A jeżeli dane państwo nie będzie chciało wykonać tego, co Unia będzie kazała, będzie można to Państwo w pewnym sensie zawiesić na jakiś czas w prawach członkowskich. To moim zdaniem jest bardzo ważne, a o tym politycy nie mówią z lewa i z prawa. Też ważne jest to, że ten traktat wchodzi w procedurę przed głosowaniem. Tu dla nas akurat nie dobrze to się składa, bo jest nowy rząd i wiadomo, nowy rząd musi się toczyć w swoich gniazdach, więc ten pierwszy okres jest okresem władzy. Okresem takim chaotycznym. Ale mnie zastanawia to, że media o tym piszą bardzo mało. Gdzie nie gdzie można dojrzeć artykuły na ten temat, a sprawa jest poważna.

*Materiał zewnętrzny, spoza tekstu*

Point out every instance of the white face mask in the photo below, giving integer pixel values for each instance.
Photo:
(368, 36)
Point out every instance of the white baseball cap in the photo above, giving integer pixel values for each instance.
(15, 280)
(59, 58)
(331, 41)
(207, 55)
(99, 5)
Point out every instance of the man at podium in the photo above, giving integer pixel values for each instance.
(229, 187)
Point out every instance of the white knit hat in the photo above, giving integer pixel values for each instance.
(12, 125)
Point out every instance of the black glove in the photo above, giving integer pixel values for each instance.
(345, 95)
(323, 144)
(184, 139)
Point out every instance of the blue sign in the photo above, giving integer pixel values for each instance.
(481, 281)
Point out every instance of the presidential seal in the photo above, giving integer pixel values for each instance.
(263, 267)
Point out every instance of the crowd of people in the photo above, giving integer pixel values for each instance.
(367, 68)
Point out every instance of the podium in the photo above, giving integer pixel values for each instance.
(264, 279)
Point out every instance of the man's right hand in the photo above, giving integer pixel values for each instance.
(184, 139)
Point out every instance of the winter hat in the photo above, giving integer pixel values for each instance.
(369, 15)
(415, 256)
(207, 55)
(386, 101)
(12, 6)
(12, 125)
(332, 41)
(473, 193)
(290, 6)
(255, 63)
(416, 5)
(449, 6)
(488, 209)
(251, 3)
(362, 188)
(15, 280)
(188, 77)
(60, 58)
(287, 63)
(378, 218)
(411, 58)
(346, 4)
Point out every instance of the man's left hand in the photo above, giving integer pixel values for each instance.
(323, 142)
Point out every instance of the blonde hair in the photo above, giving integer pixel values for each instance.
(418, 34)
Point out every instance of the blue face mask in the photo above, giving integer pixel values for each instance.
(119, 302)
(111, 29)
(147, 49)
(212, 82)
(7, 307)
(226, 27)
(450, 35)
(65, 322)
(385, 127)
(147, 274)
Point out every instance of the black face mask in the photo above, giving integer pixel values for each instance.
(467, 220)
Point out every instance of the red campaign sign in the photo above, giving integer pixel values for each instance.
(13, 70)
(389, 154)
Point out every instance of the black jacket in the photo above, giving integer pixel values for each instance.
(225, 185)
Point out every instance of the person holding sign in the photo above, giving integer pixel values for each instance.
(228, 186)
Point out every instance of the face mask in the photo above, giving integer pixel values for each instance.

Teraz, drodzy Państwo, polega to na tym, że żadnej rzeczy na ogół nie wygrywa się w chaosie. Musimy wziąć pod uwagę, że jak się przyjrzymy wielu rządom w naszym kraju, to sami widzimy, że jak to wygląda. Problem. Duży problem i właśnie w tym okresie nasze oczy są zwrócone na inne rzeczy. Te rzeczy nie będą warunkowały na naszej przyszłości w sensie naszego pieniądza, naszego bezpieczeństwa, naszego zdrowia, decyzji o naszym zdrowiu. Przecież nie tak dawno, dwa lata temu, zauważmy, ile rzeczy się działo, jakie mieliśmy różne wątpliwości względem naszego zdrowia. Wyobraźcie sobie, że decyzyjność tego mają politycy spoza Polski.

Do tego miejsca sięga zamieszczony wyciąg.